Immerhin stand es allen Agenten, die im Rheinland tätig waren, in Notfällen wie diesem als Rückzugsort zur Verfügung. Und der Stadtteil Sülz hat immerhin den Vorteil, dass er in der Nähe der Universität liegt und viele Studenten dort leben. Das bringt eine große Fluktuation mit sich, was dazu führt, dass der eine den anderen kaum kennt, weil der ja nach einigen Semestern wieder ausgezogen ist.
Das Apartment lag in einem Haus, das über zwanzig Wohneinheiten verfügte, alle mit zwei, höchstens drei Zimmern. Die Mieter waren früher vielfach Damen des horizontalen Gewerbes, inzwischen hatte sich das Klientel zunehmend in eine akademische Richtung verändert, es waren überwiegend Studenten, die hier in der Nähe der Universität eine durchaus nicht preiswerte Bleibe gefunden hatten.

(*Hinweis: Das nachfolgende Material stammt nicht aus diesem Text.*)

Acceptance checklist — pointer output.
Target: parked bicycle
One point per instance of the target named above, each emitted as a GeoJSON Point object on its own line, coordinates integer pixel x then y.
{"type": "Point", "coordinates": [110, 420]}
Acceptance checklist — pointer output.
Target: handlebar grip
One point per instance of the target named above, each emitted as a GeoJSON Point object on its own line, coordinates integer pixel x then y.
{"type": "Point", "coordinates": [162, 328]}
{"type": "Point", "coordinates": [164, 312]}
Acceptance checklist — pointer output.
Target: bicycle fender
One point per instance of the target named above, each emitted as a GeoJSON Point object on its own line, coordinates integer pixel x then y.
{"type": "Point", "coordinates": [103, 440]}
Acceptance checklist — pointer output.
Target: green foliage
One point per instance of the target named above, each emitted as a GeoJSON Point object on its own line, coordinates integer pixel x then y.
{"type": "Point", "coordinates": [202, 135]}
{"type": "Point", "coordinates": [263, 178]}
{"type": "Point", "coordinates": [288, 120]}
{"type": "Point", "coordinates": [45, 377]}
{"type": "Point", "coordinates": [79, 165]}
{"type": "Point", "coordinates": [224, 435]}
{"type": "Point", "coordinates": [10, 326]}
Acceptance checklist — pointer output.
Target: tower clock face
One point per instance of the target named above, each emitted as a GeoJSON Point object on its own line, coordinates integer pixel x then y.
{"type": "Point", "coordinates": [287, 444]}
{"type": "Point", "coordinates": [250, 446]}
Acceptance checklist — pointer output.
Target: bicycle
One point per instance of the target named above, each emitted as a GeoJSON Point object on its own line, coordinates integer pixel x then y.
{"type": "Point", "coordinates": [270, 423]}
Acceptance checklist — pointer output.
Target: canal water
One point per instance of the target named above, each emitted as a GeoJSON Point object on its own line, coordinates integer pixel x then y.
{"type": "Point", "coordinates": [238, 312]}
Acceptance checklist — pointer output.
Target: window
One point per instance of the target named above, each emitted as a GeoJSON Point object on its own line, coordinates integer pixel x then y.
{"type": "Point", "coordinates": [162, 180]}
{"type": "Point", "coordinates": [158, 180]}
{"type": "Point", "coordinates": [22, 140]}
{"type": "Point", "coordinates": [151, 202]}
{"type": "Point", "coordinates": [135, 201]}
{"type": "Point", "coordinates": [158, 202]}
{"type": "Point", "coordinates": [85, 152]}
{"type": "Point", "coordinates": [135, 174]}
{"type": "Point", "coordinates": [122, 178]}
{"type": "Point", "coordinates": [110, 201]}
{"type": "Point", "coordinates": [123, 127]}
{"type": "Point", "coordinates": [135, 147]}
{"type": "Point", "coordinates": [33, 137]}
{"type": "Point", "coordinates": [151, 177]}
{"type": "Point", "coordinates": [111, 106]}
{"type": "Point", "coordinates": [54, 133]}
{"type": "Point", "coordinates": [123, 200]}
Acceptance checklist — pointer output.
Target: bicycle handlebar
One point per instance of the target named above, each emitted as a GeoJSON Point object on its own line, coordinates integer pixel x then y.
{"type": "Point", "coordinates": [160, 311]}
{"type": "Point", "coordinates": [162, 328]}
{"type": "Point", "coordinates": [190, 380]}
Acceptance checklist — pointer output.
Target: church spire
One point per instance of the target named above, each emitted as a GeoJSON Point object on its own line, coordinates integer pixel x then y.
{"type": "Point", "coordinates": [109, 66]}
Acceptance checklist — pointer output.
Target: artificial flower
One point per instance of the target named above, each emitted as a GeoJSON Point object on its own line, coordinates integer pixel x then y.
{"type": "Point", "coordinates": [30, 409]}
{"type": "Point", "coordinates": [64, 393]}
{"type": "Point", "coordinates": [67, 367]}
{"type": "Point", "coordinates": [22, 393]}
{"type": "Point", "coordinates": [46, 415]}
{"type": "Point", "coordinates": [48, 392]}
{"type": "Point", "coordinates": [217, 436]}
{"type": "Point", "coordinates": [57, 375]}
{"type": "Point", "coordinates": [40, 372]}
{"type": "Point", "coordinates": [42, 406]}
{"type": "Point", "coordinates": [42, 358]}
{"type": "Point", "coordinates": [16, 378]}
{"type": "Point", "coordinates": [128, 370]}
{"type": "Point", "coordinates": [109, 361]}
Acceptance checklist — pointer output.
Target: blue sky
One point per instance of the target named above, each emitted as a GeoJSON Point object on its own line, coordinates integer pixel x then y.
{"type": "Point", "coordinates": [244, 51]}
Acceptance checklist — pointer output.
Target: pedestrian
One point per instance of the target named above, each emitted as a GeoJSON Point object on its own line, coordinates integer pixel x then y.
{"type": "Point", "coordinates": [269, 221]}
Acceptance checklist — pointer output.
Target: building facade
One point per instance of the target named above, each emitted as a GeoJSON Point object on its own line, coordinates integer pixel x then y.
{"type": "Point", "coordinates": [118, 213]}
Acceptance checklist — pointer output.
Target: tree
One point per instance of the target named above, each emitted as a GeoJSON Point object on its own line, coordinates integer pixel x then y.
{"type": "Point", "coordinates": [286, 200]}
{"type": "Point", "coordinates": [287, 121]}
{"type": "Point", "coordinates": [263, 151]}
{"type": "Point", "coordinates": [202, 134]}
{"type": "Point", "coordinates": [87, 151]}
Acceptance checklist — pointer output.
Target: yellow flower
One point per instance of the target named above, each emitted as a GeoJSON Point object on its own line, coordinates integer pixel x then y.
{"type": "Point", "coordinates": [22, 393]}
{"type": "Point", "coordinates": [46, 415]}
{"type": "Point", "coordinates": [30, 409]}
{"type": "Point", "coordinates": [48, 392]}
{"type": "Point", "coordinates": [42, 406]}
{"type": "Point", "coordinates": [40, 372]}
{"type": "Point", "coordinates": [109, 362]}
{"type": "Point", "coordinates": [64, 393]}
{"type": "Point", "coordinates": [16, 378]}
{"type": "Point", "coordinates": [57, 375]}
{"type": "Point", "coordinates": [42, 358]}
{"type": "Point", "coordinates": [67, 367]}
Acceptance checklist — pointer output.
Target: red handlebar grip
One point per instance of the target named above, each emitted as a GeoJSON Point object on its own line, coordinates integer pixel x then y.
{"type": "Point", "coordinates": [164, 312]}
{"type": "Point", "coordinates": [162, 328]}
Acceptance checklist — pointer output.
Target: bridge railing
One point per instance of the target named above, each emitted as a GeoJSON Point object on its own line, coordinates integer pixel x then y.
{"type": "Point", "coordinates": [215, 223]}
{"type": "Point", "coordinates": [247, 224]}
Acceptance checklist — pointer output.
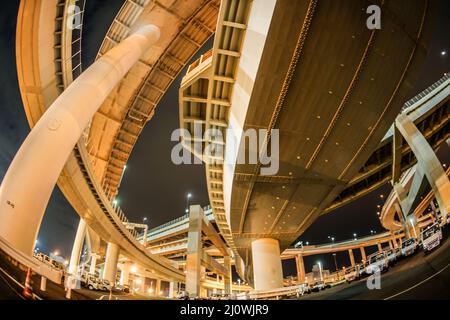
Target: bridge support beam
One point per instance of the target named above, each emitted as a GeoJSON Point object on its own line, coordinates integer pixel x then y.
{"type": "Point", "coordinates": [267, 269]}
{"type": "Point", "coordinates": [352, 257]}
{"type": "Point", "coordinates": [428, 162]}
{"type": "Point", "coordinates": [125, 274]}
{"type": "Point", "coordinates": [158, 288]}
{"type": "Point", "coordinates": [194, 251]}
{"type": "Point", "coordinates": [300, 268]}
{"type": "Point", "coordinates": [93, 265]}
{"type": "Point", "coordinates": [112, 257]}
{"type": "Point", "coordinates": [363, 254]}
{"type": "Point", "coordinates": [32, 175]}
{"type": "Point", "coordinates": [227, 277]}
{"type": "Point", "coordinates": [77, 247]}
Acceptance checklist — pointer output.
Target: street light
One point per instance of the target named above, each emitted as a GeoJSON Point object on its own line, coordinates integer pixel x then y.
{"type": "Point", "coordinates": [320, 270]}
{"type": "Point", "coordinates": [335, 261]}
{"type": "Point", "coordinates": [188, 198]}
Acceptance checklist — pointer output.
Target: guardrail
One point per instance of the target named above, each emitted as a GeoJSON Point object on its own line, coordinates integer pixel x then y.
{"type": "Point", "coordinates": [297, 290]}
{"type": "Point", "coordinates": [425, 92]}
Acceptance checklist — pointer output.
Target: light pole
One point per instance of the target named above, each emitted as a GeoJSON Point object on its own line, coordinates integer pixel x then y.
{"type": "Point", "coordinates": [188, 198]}
{"type": "Point", "coordinates": [335, 261]}
{"type": "Point", "coordinates": [414, 228]}
{"type": "Point", "coordinates": [320, 270]}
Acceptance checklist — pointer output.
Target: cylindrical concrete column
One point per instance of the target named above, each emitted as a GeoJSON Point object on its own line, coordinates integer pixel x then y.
{"type": "Point", "coordinates": [112, 257]}
{"type": "Point", "coordinates": [125, 274]}
{"type": "Point", "coordinates": [43, 284]}
{"type": "Point", "coordinates": [32, 175]}
{"type": "Point", "coordinates": [352, 258]}
{"type": "Point", "coordinates": [172, 288]}
{"type": "Point", "coordinates": [227, 277]}
{"type": "Point", "coordinates": [158, 287]}
{"type": "Point", "coordinates": [363, 254]}
{"type": "Point", "coordinates": [428, 162]}
{"type": "Point", "coordinates": [300, 268]}
{"type": "Point", "coordinates": [267, 269]}
{"type": "Point", "coordinates": [93, 264]}
{"type": "Point", "coordinates": [77, 247]}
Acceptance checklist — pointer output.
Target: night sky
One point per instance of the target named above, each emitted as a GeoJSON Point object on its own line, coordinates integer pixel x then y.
{"type": "Point", "coordinates": [153, 187]}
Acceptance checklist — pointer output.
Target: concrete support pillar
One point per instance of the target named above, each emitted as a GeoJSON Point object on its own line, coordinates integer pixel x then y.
{"type": "Point", "coordinates": [142, 287]}
{"type": "Point", "coordinates": [363, 254]}
{"type": "Point", "coordinates": [428, 161]}
{"type": "Point", "coordinates": [227, 279]}
{"type": "Point", "coordinates": [77, 247]}
{"type": "Point", "coordinates": [194, 251]}
{"type": "Point", "coordinates": [267, 269]}
{"type": "Point", "coordinates": [43, 284]}
{"type": "Point", "coordinates": [158, 287]}
{"type": "Point", "coordinates": [394, 243]}
{"type": "Point", "coordinates": [112, 257]}
{"type": "Point", "coordinates": [32, 175]}
{"type": "Point", "coordinates": [93, 265]}
{"type": "Point", "coordinates": [125, 274]}
{"type": "Point", "coordinates": [172, 289]}
{"type": "Point", "coordinates": [352, 258]}
{"type": "Point", "coordinates": [300, 268]}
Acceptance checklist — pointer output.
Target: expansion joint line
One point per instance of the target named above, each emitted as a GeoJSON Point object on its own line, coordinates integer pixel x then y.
{"type": "Point", "coordinates": [413, 52]}
{"type": "Point", "coordinates": [281, 99]}
{"type": "Point", "coordinates": [345, 99]}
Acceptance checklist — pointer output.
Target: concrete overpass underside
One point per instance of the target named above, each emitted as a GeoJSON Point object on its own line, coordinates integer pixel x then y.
{"type": "Point", "coordinates": [333, 90]}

Die Wohnung selbst war mit schlichten Möbeln aus schwedischer Produktion eingerichtet, verfügte über zwei kleine Schlafräume, eine winzige Küche und einen Wohnraum, der in einem gesicherten Schrank ein ausreichendes Waffenarsenal beinhaltete.
Das Namenschild lautete auf Schmitz, ein Name, den in Köln nahezu jeder Dritte zu tragen scheint und insofern an Unverfänglichkeit kaum zu überbieten ist.
Vor diesem Haus in der Paul-Schallück-Straße hielt am späten Abend ein Taxi.
Eine junge Dame stieg aus, bezahlte den Fahrer und belohnte ihn für seine radikale Fahrweise mit einem strahlenden Lächeln. Sie klingelte bei Schmitz und wartete, bis eine vertraute Stimme sich meldete.
„Ja?“
„Ich komme von den Zeugen Jehovas!“
„Haben Sie den Wachturm dabei?“
„Neueste Ausgabe!“
„Okay!“
Der vereinbarte Erkennungscode, der besagte, dass beide Parteien ohne Druck handelten und kein gewaltsames Eindringen Dritter zu befürchten war.
Wills erkannte die Stimme sofort. Ein Schmunzeln machte sich auf seinen Lippen breit.